The Washington Wizards wasted no time in locking up shooting guard Bradley Beal, agreeing to a five-year maximum contract worth $128 million not long after the free agent market's opening bell Friday.
The sides started talks as soon as possible, just after midnight Eastern, and moved quickly to wrap things up in the morning, agent Mark Bartelstein said. The deal cannot be signed until the free agent moratorium ends on July 7.
Beal averaged 17.4 points in his fourth season for the Wizards. He has teamed with John Wall to form one of the most dynamic young backcourts in the NBA but has had difficulty staying healthy. Beal has never played more than 70 games in a season and has been bothered by stress fractures in his right leg throughout his career.
He played in only 55 games with 35 starts during Washington's disappointing 2015-16 season. But he just turned 23 and the Wizards are banking on his ability to put those injuries behind him as they try to push back into the playoff field in the Eastern Conference.
The Wizards have designs on landing some other big names on the free agent market, so Beal's deal will not be signed until Washington knows who else will be coming from outside the organization. The Wizards have so-called Bird Rights on Beal, meaning they can go over the salary cap — expected to be around $94 million — to keep him. The clause in the collective bargaining agreement, named after Larry Bird, gives teams an advantage in retaining players.

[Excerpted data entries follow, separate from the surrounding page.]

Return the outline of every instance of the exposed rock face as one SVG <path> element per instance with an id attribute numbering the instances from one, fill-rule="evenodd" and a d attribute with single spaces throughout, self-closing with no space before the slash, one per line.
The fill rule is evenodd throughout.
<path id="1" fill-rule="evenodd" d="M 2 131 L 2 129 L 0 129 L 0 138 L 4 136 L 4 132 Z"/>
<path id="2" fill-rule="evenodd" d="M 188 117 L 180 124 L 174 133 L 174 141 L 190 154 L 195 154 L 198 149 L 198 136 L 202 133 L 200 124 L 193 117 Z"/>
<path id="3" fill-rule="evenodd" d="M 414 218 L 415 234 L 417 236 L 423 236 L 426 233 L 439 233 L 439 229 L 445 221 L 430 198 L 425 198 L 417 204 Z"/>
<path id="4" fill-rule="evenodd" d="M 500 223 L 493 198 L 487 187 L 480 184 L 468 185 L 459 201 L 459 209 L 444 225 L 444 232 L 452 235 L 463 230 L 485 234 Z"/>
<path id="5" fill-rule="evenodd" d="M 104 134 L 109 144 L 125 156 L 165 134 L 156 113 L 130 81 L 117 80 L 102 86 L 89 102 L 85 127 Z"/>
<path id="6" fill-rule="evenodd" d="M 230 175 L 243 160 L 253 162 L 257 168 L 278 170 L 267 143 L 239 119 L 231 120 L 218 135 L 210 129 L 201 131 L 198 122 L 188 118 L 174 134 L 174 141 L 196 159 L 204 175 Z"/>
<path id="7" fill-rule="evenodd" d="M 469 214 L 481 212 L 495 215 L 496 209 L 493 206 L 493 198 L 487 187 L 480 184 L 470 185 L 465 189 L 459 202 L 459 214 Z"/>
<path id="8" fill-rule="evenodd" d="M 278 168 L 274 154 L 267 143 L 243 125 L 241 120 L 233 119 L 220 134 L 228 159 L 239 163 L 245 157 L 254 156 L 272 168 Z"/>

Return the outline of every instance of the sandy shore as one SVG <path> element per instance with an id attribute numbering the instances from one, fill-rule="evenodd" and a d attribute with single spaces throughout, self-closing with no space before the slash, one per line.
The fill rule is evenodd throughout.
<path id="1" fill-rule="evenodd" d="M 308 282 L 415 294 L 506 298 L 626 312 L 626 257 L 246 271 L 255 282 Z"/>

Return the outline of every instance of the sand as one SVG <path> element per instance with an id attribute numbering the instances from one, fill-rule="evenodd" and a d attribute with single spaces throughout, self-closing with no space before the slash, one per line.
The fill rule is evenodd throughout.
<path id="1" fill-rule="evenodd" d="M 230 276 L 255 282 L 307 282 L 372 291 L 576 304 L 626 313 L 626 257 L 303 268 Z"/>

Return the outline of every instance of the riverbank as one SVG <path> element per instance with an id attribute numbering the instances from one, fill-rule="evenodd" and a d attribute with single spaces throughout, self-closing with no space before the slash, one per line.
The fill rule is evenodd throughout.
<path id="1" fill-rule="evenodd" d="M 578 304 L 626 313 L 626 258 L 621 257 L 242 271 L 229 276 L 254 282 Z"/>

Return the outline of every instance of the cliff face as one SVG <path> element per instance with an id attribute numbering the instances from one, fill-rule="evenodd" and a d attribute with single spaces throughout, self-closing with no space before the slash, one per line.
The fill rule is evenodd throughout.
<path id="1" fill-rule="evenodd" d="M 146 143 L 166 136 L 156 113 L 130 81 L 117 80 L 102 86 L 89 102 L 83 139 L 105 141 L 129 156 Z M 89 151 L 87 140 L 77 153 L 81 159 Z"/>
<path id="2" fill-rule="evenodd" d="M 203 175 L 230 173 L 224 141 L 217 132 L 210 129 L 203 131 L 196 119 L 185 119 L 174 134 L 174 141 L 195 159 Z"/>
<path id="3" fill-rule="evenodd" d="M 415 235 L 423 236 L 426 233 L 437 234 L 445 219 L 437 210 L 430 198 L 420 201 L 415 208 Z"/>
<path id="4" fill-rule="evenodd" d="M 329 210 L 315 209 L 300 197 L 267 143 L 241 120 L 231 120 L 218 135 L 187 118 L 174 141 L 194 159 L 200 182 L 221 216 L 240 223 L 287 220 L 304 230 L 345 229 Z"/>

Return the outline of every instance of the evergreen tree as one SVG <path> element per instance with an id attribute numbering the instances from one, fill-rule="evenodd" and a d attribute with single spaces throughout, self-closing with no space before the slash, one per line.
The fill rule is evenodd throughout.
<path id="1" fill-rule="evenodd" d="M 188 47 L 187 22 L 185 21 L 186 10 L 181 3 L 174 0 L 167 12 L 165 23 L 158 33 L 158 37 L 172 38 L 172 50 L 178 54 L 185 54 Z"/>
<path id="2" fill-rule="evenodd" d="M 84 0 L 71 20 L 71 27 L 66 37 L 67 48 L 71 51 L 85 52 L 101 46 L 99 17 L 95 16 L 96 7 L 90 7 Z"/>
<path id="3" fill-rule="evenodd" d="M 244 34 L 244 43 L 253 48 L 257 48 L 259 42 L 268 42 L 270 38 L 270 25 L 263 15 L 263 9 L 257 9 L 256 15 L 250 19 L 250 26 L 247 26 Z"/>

The deal makes Beal the highest paid player on the Wizards by a wide margin, but Wall didn't seem to have any gripes about that off the top.
"Congrats to my lil bro (at)RealDealBeal23," Wall tweeted Friday. "Now everything on u lol...Welcome back !!"
One player the Wizards won't be getting is the prize of the class: Kevin Durant. Earlier in the spring there was some hope in Washington that Durant would choose to leave Oklahoma City and come home to the D.C. area to join Wall and the rest of a team that appeared to be on the rise just two seasons ago. But it became apparent as the summer dragged on that Durant was not interested in a homecoming, so the Wizards are continuing their plan to build around that dynamic backcourt with a new coach in Scott Brooks.
When Beal is healthy, he brings a scoring touch from the perimeter to complement Wall's quickness and penetration at point guard. Beal is a career 39.7 percent shooter from 3-point range and also has shown the ability to create his own shot and the versatility to play with the starting unit or come off the bench to provide instant offense.
Washington was one of the bigger disappointments in the league last season, going 41-41 and missing the playoffs in the muddled Eastern Conference a year after winning 46 games and advancing to the conference semifinals.
The Wizards made the switch from Randy Wittman to Brooks, but Beal's ability to stay healthy and productive will prove critical to their plans of bouncing back next season.
Yahoo Sports first reported the agreement's completion.